全国レベルの少年サッカーチームを見た

 うちの息子が少年サッカーチームに入っているので、週末は、ほぼ試合会場に出向いています。いつもは我がチームの試合が終わればそそくさと帰るのですが、その日は、昨年度の全国大会出場チームが出てくるということで、観戦することにしました。

 少年サッカーという分野ではありますが、「全国レベルとは、何がどうちがうのか」ということを、間近で確かめてみたかったのです。

 それが、ちがいは、試合が始まって、ほんの一瞬でわかりました。

 ものすごい声です。選手11人全員が、たえず仲間を鼓舞し、指示を出して、つまりはずっとしゃべって叫びながら試合をしているのです。それは、もううるさいといってもいいくらいで、試合後半でへろへろになっていても、声は、まったく途切れることはありませんでした。
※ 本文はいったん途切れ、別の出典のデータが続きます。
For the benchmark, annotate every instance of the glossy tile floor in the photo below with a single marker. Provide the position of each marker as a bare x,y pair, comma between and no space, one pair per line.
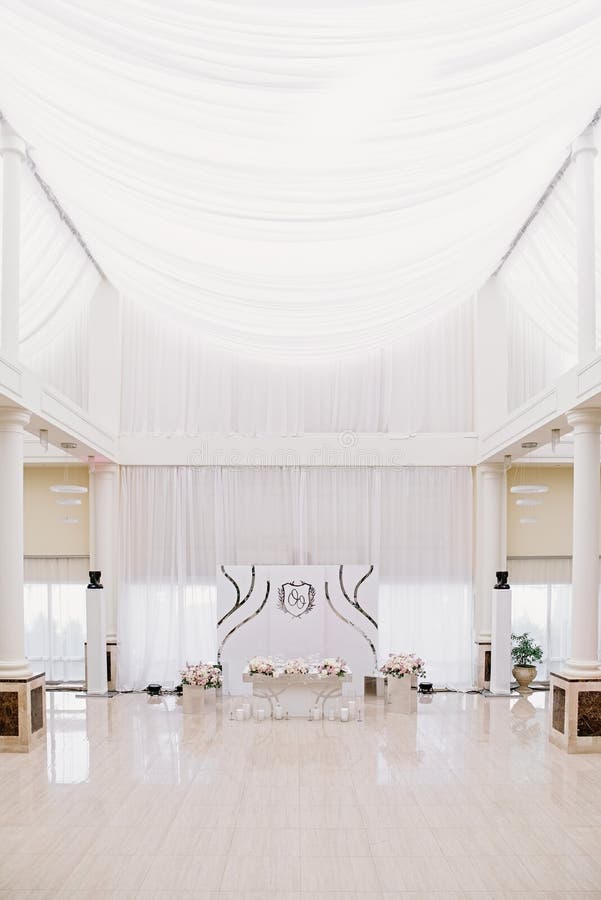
132,799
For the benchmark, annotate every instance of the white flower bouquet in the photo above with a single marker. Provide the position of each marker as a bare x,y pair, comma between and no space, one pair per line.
261,665
296,667
399,664
333,665
206,675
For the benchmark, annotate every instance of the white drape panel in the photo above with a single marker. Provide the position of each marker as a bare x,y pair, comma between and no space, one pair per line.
62,362
178,524
176,383
296,176
55,615
57,283
539,284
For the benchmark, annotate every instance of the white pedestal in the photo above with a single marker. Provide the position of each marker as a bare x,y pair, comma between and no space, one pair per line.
96,634
500,664
194,699
399,695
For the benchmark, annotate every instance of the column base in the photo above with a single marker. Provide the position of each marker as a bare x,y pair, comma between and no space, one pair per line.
111,664
22,713
483,664
575,718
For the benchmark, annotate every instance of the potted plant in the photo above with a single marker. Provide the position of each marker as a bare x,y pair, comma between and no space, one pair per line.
196,679
524,653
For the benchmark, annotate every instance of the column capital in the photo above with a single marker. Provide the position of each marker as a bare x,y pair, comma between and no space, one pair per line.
491,469
10,141
584,418
13,418
106,469
585,143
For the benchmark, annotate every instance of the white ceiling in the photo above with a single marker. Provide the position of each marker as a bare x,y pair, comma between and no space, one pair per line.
299,177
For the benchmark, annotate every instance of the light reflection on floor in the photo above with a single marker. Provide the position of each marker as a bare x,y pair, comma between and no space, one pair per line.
465,799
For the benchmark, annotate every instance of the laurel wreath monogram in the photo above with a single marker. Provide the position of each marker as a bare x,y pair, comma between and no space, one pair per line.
297,603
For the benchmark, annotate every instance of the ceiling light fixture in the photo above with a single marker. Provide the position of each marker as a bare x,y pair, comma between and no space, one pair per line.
66,488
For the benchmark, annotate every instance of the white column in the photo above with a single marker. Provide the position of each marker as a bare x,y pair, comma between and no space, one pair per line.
12,625
490,541
586,425
104,529
583,154
12,149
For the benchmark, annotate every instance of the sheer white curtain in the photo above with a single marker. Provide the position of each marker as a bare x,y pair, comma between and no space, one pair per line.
167,592
541,605
55,615
178,524
418,383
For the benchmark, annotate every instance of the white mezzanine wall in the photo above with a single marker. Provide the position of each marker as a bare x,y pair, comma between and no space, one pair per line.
179,524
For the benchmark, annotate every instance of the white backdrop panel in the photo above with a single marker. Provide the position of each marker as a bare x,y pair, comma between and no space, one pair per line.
289,620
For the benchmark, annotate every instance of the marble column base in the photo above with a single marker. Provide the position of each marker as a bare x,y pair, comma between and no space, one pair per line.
112,654
483,665
22,713
575,718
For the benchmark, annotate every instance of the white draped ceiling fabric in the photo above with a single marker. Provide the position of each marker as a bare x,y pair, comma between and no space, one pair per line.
299,178
538,282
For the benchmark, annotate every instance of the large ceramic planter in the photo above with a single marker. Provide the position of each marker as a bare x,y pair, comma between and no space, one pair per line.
399,696
524,675
193,699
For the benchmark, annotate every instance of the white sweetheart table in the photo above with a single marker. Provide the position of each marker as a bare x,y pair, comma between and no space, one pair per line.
297,694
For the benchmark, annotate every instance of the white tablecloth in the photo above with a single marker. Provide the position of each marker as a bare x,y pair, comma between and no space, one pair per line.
296,694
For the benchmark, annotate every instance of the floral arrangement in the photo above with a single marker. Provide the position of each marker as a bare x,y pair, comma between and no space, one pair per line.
260,665
296,667
333,665
400,664
206,675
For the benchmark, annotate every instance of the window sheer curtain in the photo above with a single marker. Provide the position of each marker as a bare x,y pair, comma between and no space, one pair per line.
541,605
179,524
55,615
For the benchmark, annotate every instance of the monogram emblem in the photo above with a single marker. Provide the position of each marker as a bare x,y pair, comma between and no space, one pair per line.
296,598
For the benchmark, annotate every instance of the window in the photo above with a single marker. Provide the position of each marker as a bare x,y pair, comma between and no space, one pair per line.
55,616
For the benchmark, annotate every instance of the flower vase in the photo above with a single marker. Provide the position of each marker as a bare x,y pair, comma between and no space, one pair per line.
194,699
399,696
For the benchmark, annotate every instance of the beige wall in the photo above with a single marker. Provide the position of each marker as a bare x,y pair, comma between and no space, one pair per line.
45,532
551,535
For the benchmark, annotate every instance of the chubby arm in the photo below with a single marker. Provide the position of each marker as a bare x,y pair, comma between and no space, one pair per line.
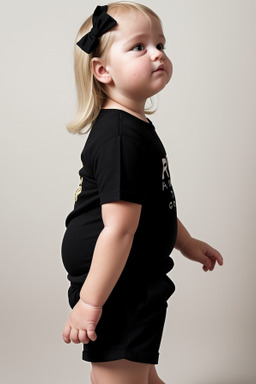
197,250
110,255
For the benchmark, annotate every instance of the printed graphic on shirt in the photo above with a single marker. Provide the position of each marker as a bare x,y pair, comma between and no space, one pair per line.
166,183
79,189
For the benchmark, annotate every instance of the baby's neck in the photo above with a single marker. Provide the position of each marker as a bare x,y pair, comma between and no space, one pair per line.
111,104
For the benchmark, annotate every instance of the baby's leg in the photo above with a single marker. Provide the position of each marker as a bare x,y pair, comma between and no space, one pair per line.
153,377
120,372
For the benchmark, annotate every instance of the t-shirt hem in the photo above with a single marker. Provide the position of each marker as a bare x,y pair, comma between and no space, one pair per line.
118,354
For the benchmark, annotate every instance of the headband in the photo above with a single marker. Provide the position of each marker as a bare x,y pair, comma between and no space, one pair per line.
101,23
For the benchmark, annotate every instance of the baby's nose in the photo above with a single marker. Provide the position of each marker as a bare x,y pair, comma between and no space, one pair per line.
157,54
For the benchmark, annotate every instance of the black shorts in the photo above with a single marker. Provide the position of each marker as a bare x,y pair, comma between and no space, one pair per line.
132,322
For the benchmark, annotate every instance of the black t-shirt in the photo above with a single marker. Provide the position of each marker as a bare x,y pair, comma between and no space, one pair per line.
123,159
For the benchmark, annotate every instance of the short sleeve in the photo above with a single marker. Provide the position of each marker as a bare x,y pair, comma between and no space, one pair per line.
119,169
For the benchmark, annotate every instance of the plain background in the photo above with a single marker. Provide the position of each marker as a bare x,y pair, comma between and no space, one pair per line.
206,119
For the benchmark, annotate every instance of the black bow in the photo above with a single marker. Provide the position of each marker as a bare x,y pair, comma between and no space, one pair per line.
101,23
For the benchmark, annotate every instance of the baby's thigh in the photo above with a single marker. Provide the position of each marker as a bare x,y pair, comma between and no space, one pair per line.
120,372
153,377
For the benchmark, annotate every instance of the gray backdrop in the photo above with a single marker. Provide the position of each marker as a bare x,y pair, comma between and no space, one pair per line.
206,118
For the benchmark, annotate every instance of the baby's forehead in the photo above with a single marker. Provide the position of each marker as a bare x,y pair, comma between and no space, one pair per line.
133,20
 相手チームは、Jリーグのチームの下部組織で、テクニックがあり、じつは前半で先制点を奪われてしまうのですが、声を出し続けるこのチームは、まったくあせることもなく、組織的な攻めで同点に追いつき、その勢いで逆点して、試合を終えたのでした。

 試合後、着替えているところをみると、体中に極太マジックペンで「必勝」と書いている子もいました。ずっと、選手たちだけでミーティングをしています。少年サッカーにありがちな、コーチの長い話が延々と…という様子はまったく見られません。

 そういえば、お昼に、知らない子たちが僕にあいさつしてきたなと思っていたのですが、このチームでした。彼らは、見ず知らずの大人たちにも、すれちうときにちゃんと「こんにちは」とあいさつをするのです。

 この日、僕が見た“全国レベル”とは、サッカーがうまい子たちのチームではなく、ひたすらエネルギッシュでポジティブな集団でした。どんな方法でチームを作り上げているのか…、指導者の力は、計り知れないところです。

 その一端をかいま見たところでは、やはり〈声〉がカギになっていると思います。仲間へのかけ声、まわりへのあいさつ、自分への(身体に書く)声‥‥。

 これは、けっして少年サッカーだけに当てはまることではないはずです。どんなときも声をかけあうという単純な習慣が、家庭、仕事、人間関係、恋愛においても、“秘訣”となり、成功の法則のベースとなるのではないかと感じたのでした。